Jointly created by LOPO and the architects in recent projects, be it for white background cracked glaze texture or a crackle celadon-glazed texture, the cracked glazed terracotta panels bring a unique porcelain texture to the building facade. The Museum of the Song Porcelain Culture Center in Suining City, which is expected to be fully completed and open to the public this year, is the latest application of this architectural product.
The Song Porcelain Culture Center is located in the Wucai North Road, Hedong New District, Suining City, Sichuan Province. With an overall floorage of 121,600 square meters, among which 75,300 square meters are above ground while 46,300 square meters are underground. The Culture Center is home to the museums, exhibition halls, science and technology museums, libraries, cultural centers, intangible cultural heritage centers, archives centers, Children’s palaces, to name but a few.
Chaired and designed by Mr. Cui Kai, academician of Chinese Architecture and Design Research Group, the architectural plan fully takes the natural environment (hilly and mountainous) of the of Suining City and the cultural elements of the porcelain capital into consideration. The project features a natural and flexible architectural style, continuing and extending the glorious history of Suining as the earliest and largest Song Porcelain cultural relics base in China.
The cultural center presents an overall style of green, open and flexible architectural layout. The structural form of the basement adopts reinforced concrete structure while the above-ground part chooses a steel frame structure. Inspired by the textures of the hilly landforms of Suining City, the architects further blend the “lotus leaf” element into the architectural form. The building stretches itself softly and gently, resembling the shape of blooming lotus leaves.

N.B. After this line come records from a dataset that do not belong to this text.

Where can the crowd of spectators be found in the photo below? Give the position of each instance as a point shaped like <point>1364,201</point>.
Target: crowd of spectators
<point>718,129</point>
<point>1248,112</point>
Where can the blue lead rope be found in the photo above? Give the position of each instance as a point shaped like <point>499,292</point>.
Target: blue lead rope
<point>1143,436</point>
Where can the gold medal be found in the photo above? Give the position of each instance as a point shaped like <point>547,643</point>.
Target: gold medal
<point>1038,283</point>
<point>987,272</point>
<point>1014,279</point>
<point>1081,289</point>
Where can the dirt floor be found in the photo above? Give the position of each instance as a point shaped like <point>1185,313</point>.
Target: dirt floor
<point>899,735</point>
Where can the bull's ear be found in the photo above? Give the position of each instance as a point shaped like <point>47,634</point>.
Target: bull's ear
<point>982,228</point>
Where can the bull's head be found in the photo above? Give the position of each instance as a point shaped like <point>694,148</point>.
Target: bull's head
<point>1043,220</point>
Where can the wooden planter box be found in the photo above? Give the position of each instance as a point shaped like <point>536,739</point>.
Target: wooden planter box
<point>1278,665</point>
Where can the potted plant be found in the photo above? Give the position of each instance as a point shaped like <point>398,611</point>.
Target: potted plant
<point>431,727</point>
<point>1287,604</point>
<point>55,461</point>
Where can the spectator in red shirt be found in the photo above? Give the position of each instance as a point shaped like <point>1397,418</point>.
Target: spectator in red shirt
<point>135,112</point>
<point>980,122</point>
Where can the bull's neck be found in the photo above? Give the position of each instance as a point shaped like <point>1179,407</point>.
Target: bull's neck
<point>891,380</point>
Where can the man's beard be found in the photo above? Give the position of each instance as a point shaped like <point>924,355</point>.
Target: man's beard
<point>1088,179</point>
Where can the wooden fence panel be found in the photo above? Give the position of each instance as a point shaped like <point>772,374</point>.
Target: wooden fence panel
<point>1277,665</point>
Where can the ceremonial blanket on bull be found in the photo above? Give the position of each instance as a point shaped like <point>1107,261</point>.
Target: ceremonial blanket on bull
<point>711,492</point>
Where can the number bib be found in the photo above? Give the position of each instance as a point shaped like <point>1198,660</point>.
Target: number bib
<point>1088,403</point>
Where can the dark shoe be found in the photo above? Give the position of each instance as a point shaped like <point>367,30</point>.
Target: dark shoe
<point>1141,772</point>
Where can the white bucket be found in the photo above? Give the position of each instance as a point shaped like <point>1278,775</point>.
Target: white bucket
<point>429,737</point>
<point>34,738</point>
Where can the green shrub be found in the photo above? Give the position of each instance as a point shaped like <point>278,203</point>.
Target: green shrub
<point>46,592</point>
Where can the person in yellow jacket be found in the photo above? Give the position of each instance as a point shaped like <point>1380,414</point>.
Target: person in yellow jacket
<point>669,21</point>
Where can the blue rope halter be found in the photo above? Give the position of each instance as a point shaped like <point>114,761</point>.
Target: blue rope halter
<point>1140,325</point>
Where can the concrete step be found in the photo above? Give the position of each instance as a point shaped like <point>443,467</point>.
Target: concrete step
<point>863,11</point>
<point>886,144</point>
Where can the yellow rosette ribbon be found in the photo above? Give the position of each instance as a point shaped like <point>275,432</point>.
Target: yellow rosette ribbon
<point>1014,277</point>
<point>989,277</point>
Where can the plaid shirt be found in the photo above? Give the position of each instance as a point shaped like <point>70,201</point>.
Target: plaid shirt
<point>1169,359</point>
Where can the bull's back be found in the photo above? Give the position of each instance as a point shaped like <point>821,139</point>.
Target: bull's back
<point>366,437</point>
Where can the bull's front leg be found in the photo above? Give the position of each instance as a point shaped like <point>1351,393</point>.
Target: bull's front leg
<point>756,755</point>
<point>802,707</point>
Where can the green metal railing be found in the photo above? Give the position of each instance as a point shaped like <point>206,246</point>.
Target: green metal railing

All buildings follow the shape of an inverted cone and naturally form a rain-shielding space, allowing the public to walk across various venues with ease while protecting them from the raindrops. In the facade of each venue, additional laminates and floors are added, offering a semi-outdoor space which enhances the use of space and improves the comfortable experience of the public.
The landscape of the project fit perfectly with the nearby wetlands, extending the ecological friendliness to the buildings. The above-ground landscape retains the altitude difference of original terrain, and forms a dynamic and vivid landscape through green islands, water ponds and other elements.
LOPO participated in the terracotta curtain wall project of the Museum of the Song Porcelain in District D of the Cultural Center, with a total area of nearly 6,000 square meters. Among the cultural relics of Song porcelain unearthed in Suining, the Longquan celadon porcelain and Jingdezhen celadon porcelain are the most precious ones, with fairly high historical, artistic and cultural values. Therefore, the architects ingeniously adopted celadon-glazed terracotta facade panels in the facade design to highlight the beauty of the celadon in a glorious manner. The smooth wavy surface texture injects rich visual effects to the facade, echoing the shape of the 'lotus leaf in the water' of the cultural center. The stacked terracotta siding resemble the green ripples, and the shining texture of the celadon-glazed porcelain amid different light and shadow conditions is quite impressive.
When it comes to this custom-made cracked glazed terracotta facing, LOPO designed the corrugated texture panels with 8 different widths (range from 300mm to 750mm) and 17 different heights to meet the facade requirements of the project's curved building structure (the cambered surface’s radian is R1500). To ensure the consistency of the facade surface and the accuracy of the system pre-installation, LOPO must ensure that the wave texture on the panel surface is highly consistent. Additionally, the terracotta rainscreen wall system of the project adopts a vertical oriented supporting frame, with the adjacent terracotta wall panels being designed in a mutually ship-lapping manner. From top to bottom, the terracotta facade is stacked layer by layer and closed up with gray aluminum finishing, which perfectly highlights the smooth architectural lines of the building.